De fabels leenden zich goed voor ‘verscripting’ in de retoricale dramaturgie met haar wisselend perspectief en haar versvormen die uitstalling van hevige emoties
mogelijk maakten. Sinnekensduo’s ‒ de grote troef van het rederijkersdrama ‒ waren bij uitstek geschikt om de verleidingen te belichamen waaraan de hoofdfiguren
blootstonden en om smakelijke live-reportages te leveren van off-stage-vrijages. Van Herk is hierover (en sowieso over het weelderige vocabulaire van de rederijkers) betrekkelijk zwijgzaam, maar deze smeuïge beschrijvingen moeten tot de bijzondere attracties van de amoureuze spelen hebben behoord. De plaatsen van handeling ‒ hemels, tempels,
priëlen, slaapkamers ‒ lieten zich goed uitbeelden in de architectuur van het retoricale ‘façadetoneel’, met verschillende, afsluitbare compartimenten naast en boven elkaar. Hoewel Van Herk het onmiskenbaar innovatieve en experimentele karakter van de toneelschrijfkunst en de scenografie van de rederijkers enigszins verhult door te spreken van ‘traditie’ en ‘conventie’ ‒ theaterwetenschappelijk gezien is ze minder sterk dan literatuurhistorisch ‒ maakt zij wel goed duidelijk dat we hier te maken hebben met een subgenre waarin groots, spectaculair en uiterst beeldend werd uitgepakt.
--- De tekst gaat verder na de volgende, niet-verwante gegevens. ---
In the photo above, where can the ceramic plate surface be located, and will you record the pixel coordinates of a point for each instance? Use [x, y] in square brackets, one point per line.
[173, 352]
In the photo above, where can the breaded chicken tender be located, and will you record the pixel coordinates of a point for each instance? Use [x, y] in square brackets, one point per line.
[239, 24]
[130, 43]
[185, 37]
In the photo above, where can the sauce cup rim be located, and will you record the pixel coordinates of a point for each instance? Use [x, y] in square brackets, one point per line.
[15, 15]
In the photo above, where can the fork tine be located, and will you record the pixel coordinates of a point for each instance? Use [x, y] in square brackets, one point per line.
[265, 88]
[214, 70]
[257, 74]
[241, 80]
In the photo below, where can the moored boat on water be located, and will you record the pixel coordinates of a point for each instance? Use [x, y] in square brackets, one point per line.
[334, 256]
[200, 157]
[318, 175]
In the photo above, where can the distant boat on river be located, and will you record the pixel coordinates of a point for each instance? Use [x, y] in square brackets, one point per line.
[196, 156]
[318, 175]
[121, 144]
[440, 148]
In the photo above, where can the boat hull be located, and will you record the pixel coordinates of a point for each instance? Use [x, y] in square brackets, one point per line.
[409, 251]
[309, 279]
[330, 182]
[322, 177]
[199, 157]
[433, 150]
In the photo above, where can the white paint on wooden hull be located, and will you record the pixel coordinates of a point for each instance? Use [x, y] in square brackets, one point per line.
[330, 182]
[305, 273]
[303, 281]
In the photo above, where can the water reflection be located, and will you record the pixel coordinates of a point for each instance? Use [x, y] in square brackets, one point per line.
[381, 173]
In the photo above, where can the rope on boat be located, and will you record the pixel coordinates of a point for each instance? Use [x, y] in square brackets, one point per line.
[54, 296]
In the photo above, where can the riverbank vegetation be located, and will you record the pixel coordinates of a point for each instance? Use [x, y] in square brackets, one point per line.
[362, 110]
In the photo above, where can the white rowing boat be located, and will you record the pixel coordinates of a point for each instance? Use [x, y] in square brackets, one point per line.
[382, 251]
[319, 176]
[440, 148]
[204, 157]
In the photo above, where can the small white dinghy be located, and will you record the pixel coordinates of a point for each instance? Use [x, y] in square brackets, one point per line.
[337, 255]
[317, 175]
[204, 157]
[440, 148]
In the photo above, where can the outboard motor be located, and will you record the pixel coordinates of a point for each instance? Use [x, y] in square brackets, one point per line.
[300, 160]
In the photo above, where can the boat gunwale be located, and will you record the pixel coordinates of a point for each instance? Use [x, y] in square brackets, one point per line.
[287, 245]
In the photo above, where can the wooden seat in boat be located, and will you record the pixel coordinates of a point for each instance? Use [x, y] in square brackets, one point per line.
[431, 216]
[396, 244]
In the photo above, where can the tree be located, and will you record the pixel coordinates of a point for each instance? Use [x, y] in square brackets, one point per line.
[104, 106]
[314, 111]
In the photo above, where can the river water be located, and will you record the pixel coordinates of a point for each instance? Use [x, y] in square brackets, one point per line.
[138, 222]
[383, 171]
Het was een vitaal en prestigieus subgenre, zo blijkt ook uit het feit dat er negen teksten bewaard gebleven zijn, van sommige zelfs meerdere versies. Het hoofdstuk over de overlevering van de teksten ‒ als regisseurstekst of als archiefmateriaal, in handschrift of gedrukte uitgave, als speeltekst of als leesdrama ‒ laat goed zien hoe spelmateriaal in
rederijkerskringen circuleerde en hoe het werd gebruikt. Slechts één van de overgeleverde teksten uit Van Herks corpus is duidelijk herkenbaar als
regisseursexemplaar. De spelen werden blijkbaar ook ‘gebruikt’ met andere dan
opvoeringsdoeleinden: om te collectioneren, om naar eigen inzicht te bewerken en om te lezen.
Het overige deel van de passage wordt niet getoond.